Friday, 22 October 2010

synopsis or tap dancing?

I have written two books, three short stories, an epic poem for my daughter about her favourite toy and a few other odds and ends, not to mention some postings on this blog.

Maybe I'm being too reserved and self-deprecating but I have never claimed to be writing great literature. However I truly believe that my writing is no worse than a lot of stuff that does get published and considerably better than most of it.

But I can't write a synopsis.

I never said I could. I never said I wanted to. A synopsis is something you put together to sell a book and, for better of for worse, I am not good at selling. That's why I want an agent, except that an agent wants to read a synopsis and, well, if I could write one of them I'd have more of an idea how to sell my work and so wouldn't have such a need for an agent.

Ah, you say, but writing a synopsis is a form of writing so you should be able to have a crack at it and make a half-decent attempt.
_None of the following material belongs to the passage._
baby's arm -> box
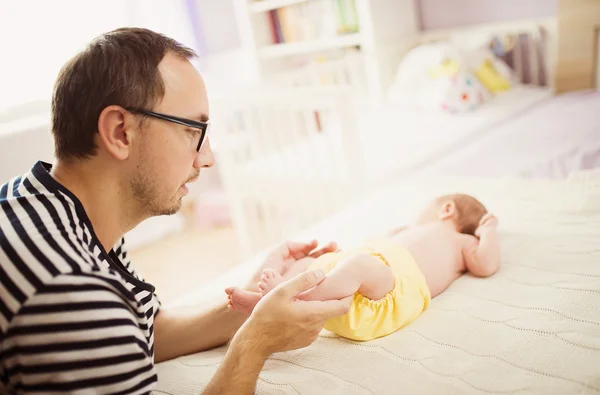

This is fatuous reasoning, like choosing your 100m sprinters based on who the best tap-dancers are on the grounds that they both involve waggling legs around a lot.

So, to all the agents out there (not) reading this blog, on behalf of authors the world over, stop reading synopses. Read the first page of the BOOK. If that's good, read the next one. If you get to the end of the sample, ask for the rest of it. And if you get to the end of the book and like it then take on the author as a client and sell that book for squillions of pounds. What's the synopsis for again?